At this point I have quite a lot of life I can look back on. If I care (and dare) to reflect on it, I can somewhat see from my own perspective, hopefully with something of God’s help, how and why I either made mistakes, or was stuck in certain patterns I never really got out of.

Nowadays I’m more and more seeing old troubles that inevitably come around as new opportunities to trust God and be obedient to his word as never before. This involves spiritual growth with its fits and starts. Of course it’s not easy, but by grace it’s definitely doable. And it’s not at all to say that new troubles won’t come along. But working through the old in a committed faith in God will help prepare us for whatever is to come. The God who came through before will surely come through again as we trust in him.

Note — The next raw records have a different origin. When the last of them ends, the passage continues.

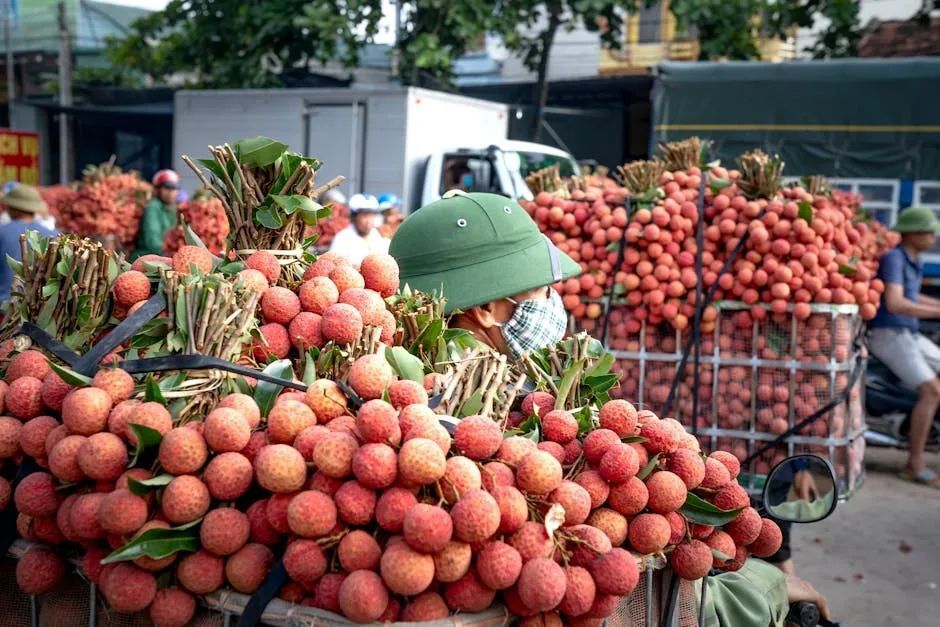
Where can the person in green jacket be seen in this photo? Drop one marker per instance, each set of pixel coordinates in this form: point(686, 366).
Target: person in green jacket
point(159, 215)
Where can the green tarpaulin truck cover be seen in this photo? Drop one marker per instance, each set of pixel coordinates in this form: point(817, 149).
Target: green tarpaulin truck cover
point(858, 118)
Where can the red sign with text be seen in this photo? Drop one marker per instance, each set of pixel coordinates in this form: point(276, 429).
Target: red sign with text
point(19, 157)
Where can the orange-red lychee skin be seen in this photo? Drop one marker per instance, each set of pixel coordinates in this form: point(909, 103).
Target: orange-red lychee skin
point(615, 572)
point(247, 568)
point(452, 562)
point(574, 499)
point(358, 550)
point(29, 363)
point(185, 499)
point(667, 492)
point(498, 565)
point(201, 572)
point(228, 476)
point(317, 294)
point(224, 531)
point(391, 507)
point(305, 332)
point(286, 420)
point(406, 571)
point(370, 376)
point(341, 324)
point(729, 461)
point(305, 562)
point(559, 426)
point(355, 503)
point(628, 498)
point(380, 273)
point(688, 465)
point(427, 528)
point(579, 592)
point(619, 416)
point(468, 594)
point(542, 584)
point(476, 516)
point(649, 533)
point(619, 463)
point(421, 461)
point(23, 398)
point(276, 342)
point(745, 528)
point(188, 256)
point(39, 571)
point(279, 304)
point(691, 560)
point(478, 437)
point(266, 263)
point(597, 443)
point(54, 390)
point(363, 596)
point(768, 540)
point(280, 468)
point(538, 473)
point(172, 607)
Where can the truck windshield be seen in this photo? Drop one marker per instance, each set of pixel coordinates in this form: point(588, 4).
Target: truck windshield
point(529, 162)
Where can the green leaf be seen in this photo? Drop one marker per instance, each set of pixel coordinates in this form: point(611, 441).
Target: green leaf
point(69, 376)
point(269, 217)
point(472, 405)
point(158, 544)
point(405, 365)
point(152, 391)
point(142, 487)
point(806, 211)
point(650, 466)
point(567, 381)
point(266, 392)
point(147, 439)
point(259, 151)
point(700, 511)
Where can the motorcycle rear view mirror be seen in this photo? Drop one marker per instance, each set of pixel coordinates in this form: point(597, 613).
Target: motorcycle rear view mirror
point(801, 489)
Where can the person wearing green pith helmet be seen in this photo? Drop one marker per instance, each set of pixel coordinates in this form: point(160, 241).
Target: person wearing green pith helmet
point(486, 257)
point(895, 338)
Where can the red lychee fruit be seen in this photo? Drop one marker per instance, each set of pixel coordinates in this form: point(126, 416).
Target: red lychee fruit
point(649, 533)
point(476, 516)
point(498, 565)
point(311, 514)
point(427, 528)
point(280, 468)
point(538, 473)
point(192, 259)
point(380, 273)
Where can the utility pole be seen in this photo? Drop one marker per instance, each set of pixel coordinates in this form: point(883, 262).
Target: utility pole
point(65, 95)
point(8, 45)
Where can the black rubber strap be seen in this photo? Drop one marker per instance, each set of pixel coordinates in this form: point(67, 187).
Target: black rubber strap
point(269, 588)
point(88, 364)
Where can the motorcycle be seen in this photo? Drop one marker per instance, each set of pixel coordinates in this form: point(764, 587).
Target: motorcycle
point(888, 407)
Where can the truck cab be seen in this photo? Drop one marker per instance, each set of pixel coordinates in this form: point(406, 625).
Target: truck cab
point(500, 168)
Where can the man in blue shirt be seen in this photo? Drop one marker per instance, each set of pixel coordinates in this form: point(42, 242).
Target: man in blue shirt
point(23, 204)
point(895, 339)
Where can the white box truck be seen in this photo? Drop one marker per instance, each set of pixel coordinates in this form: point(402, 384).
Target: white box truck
point(411, 142)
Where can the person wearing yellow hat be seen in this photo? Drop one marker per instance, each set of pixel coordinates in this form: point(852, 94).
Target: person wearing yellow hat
point(894, 336)
point(24, 205)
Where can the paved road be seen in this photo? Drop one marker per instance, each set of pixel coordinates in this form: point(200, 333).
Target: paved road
point(877, 558)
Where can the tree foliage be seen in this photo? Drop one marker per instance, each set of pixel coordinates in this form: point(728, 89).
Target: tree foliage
point(232, 43)
point(732, 29)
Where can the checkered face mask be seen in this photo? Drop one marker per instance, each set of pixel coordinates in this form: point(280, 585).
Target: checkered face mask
point(536, 323)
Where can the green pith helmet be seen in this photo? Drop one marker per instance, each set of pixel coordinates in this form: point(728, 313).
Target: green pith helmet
point(917, 220)
point(476, 248)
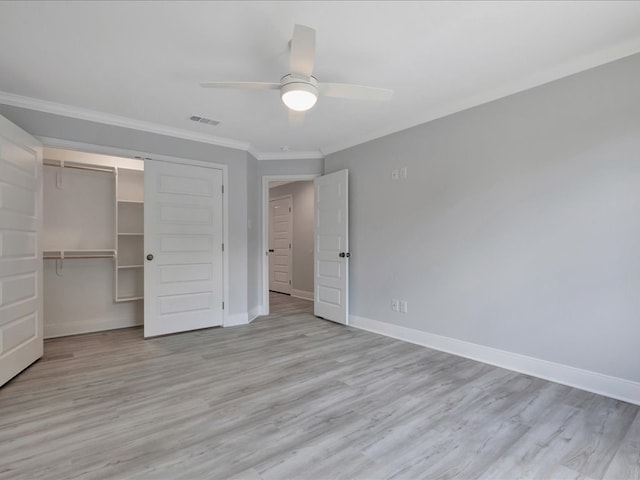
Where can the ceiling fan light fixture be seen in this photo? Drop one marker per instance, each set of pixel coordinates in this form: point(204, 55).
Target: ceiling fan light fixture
point(299, 96)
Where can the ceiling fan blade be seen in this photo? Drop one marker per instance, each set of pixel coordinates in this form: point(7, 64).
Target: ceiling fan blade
point(354, 92)
point(296, 119)
point(303, 51)
point(245, 85)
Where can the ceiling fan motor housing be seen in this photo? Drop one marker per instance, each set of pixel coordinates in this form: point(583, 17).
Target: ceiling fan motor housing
point(299, 94)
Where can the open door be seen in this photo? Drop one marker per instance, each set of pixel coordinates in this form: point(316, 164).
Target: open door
point(331, 246)
point(183, 271)
point(21, 327)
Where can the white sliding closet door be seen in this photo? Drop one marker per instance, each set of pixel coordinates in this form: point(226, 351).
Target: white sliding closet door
point(21, 341)
point(183, 248)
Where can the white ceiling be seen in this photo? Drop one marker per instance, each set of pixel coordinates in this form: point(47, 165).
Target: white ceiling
point(139, 64)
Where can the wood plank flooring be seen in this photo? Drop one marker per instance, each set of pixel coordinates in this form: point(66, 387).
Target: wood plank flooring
point(291, 396)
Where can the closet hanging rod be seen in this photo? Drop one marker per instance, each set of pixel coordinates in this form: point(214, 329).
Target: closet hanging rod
point(93, 168)
point(71, 254)
point(71, 257)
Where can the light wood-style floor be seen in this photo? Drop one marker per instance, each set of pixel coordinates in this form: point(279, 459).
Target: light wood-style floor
point(295, 397)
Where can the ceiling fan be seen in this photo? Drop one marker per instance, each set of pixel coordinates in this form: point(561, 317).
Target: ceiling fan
point(299, 89)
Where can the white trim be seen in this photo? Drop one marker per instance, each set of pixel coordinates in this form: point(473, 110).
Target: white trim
point(599, 383)
point(89, 326)
point(305, 155)
point(253, 314)
point(236, 319)
point(116, 120)
point(302, 294)
point(265, 228)
point(121, 152)
point(577, 65)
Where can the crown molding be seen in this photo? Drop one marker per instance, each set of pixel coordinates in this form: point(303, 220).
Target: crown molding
point(308, 155)
point(116, 120)
point(556, 72)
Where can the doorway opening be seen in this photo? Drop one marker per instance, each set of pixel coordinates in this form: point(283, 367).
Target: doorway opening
point(288, 230)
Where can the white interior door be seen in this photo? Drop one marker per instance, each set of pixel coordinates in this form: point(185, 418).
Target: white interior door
point(183, 284)
point(280, 233)
point(21, 338)
point(331, 246)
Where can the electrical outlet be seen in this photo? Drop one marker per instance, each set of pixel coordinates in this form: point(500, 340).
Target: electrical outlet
point(403, 306)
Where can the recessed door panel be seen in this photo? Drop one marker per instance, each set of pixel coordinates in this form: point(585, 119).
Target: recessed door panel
point(183, 248)
point(331, 279)
point(21, 339)
point(280, 238)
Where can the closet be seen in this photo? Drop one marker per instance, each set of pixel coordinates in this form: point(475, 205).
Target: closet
point(92, 242)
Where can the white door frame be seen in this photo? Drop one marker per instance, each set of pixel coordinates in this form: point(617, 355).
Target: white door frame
point(265, 227)
point(122, 152)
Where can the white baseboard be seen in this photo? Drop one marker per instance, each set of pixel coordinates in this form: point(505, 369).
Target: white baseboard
point(236, 319)
point(254, 313)
point(89, 326)
point(301, 294)
point(599, 383)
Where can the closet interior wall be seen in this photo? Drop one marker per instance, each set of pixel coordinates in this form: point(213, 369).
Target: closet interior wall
point(85, 228)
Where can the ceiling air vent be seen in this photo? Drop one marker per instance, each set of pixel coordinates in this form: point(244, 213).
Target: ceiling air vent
point(208, 121)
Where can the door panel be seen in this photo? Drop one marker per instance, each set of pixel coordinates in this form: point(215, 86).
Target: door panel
point(331, 272)
point(280, 233)
point(21, 338)
point(183, 232)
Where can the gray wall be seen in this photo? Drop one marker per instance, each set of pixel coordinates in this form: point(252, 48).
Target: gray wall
point(302, 244)
point(518, 226)
point(56, 126)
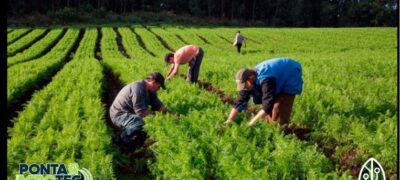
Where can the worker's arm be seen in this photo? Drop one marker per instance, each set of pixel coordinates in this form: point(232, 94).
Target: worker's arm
point(232, 116)
point(267, 89)
point(239, 105)
point(138, 102)
point(170, 69)
point(259, 115)
point(174, 71)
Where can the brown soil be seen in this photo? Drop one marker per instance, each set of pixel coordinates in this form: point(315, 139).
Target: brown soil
point(203, 39)
point(180, 38)
point(227, 40)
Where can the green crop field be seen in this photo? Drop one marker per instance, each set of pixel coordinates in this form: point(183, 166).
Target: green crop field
point(61, 82)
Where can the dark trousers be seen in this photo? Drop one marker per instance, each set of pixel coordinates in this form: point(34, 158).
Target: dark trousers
point(238, 46)
point(132, 135)
point(282, 107)
point(194, 67)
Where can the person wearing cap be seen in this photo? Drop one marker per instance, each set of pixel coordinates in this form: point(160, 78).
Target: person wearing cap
point(238, 41)
point(272, 83)
point(190, 54)
point(130, 106)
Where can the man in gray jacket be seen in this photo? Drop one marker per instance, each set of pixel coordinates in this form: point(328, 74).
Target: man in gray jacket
point(131, 106)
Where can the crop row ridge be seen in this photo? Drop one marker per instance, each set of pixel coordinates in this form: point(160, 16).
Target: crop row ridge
point(140, 40)
point(15, 107)
point(163, 42)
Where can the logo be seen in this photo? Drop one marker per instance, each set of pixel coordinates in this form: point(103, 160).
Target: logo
point(53, 172)
point(372, 170)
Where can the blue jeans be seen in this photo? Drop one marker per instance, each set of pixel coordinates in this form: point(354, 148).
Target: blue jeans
point(132, 129)
point(256, 100)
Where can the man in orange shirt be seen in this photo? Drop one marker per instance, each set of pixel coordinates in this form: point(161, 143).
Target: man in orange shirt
point(191, 54)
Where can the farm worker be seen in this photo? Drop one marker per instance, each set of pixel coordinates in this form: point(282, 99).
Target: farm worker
point(190, 54)
point(238, 41)
point(272, 83)
point(131, 106)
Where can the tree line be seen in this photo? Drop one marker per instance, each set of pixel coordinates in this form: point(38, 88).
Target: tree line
point(298, 13)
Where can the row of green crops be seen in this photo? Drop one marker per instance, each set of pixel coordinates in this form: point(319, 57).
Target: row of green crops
point(350, 83)
point(348, 102)
point(64, 122)
point(25, 41)
point(26, 76)
point(193, 145)
point(15, 34)
point(38, 48)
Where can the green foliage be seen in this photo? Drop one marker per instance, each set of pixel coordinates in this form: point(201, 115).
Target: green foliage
point(348, 100)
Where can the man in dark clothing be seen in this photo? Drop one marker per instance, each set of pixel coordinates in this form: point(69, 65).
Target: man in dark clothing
point(238, 41)
point(130, 107)
point(272, 83)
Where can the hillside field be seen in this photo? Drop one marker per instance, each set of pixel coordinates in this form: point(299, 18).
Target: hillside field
point(61, 82)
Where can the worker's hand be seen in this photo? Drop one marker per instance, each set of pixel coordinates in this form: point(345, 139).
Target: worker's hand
point(228, 122)
point(251, 123)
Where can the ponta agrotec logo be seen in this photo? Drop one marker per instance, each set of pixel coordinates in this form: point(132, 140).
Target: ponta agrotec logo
point(372, 170)
point(53, 171)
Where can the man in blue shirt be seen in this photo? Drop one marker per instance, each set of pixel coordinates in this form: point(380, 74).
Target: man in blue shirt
point(272, 83)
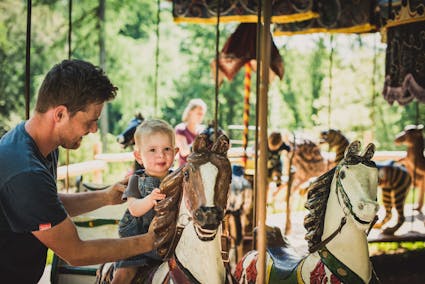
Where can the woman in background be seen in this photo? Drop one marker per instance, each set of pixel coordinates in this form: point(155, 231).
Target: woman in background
point(187, 130)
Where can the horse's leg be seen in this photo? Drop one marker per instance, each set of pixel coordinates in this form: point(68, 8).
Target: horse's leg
point(105, 273)
point(421, 186)
point(399, 198)
point(387, 200)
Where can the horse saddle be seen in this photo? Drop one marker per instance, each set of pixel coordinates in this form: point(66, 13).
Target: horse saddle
point(285, 262)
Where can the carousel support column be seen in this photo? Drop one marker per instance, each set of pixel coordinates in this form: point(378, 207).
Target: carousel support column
point(262, 143)
point(247, 92)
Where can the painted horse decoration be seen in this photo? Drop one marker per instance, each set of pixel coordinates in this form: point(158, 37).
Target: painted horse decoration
point(188, 222)
point(342, 209)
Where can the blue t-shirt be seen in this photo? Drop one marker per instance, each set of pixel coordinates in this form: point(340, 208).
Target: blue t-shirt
point(28, 202)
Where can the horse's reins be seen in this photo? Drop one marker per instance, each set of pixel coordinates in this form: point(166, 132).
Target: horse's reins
point(345, 201)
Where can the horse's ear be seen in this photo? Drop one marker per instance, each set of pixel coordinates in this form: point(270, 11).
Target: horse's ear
point(352, 149)
point(221, 145)
point(200, 144)
point(369, 151)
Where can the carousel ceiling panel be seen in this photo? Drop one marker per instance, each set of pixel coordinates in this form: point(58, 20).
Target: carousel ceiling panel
point(336, 16)
point(243, 11)
point(240, 48)
point(405, 54)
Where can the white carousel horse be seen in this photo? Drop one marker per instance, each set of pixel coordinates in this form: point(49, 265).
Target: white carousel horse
point(187, 223)
point(343, 207)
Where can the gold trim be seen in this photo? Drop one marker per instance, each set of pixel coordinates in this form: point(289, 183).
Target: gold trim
point(300, 279)
point(268, 268)
point(405, 16)
point(248, 18)
point(351, 30)
point(404, 22)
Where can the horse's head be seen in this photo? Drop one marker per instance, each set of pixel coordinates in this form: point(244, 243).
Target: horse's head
point(207, 176)
point(356, 184)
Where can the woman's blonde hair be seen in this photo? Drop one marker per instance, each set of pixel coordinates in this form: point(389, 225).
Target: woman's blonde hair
point(193, 103)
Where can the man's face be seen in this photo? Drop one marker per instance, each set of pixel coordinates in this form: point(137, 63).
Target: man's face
point(79, 125)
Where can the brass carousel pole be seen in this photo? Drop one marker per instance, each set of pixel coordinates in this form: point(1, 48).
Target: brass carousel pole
point(262, 139)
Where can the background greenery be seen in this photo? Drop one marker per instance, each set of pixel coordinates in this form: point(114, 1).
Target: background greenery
point(312, 96)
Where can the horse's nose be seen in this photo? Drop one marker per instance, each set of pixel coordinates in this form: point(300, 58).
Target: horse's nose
point(368, 206)
point(208, 217)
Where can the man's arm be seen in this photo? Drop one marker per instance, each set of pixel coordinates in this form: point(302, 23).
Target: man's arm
point(79, 203)
point(63, 239)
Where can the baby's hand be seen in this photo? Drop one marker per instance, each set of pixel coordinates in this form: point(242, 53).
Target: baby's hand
point(156, 195)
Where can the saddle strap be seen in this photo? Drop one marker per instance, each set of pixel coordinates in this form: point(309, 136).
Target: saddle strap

This can be considered not only about troubles, but whatever else we need to work on in our lives which is lacking. All of it should be done in prayerful dependence on God as we continue in his word. In and through Jesus.

practicing God’s word

Do not merely listen to the word, and so deceive yourselves. Do what it says. Anyone who listens to the word but does not do what it says is like someone who looks at his face in a mirror and, after looking at himself, goes away and immediately forgets what he looks like. But whoever looks intently into the perfect law that gives freedom, and continues in it—not forgetting what they have heard, but doing it—they will be blessed in what they do.

James 1:19-27

I’ve gathered a good bit of biblical theological knowledge over my life, but mostly in my head, and not so much into my heart and life, I’m afraid. Not that one can belittle what God actually has done in making us his children by faith. There certainly is a big change which accompanies that. We are turned from darkness into light. Although that’s a complete turn, it’s actually only the start.

We can say what matters most is not where we begin, but where we end. And not just what we believe, but what we practice. Not that what we believe isn’t important because after all, what we believe is what we’re to practice. Christian practice is built on Christian belief, Christian teaching, or the doctrines of the faith. But as James puts it, even the demons believe, and shudder.

So that is my intention, to begin to practice much better what I preach. Not just say something is true, but act on it. Faith is never in opposition to effort, but only in imagining that somehow we can merit or deserve God’s grace through our actions (Dallas Willard). Grace comes through Christ, not only to forgive us, but to enable us to grow through that grace. To quit doing what is not pleasing to God, but rather, what is pleasing to him. As James aptly and succinctly puts it, to not just hear God’s word, but put it into practice. In and through Jesus.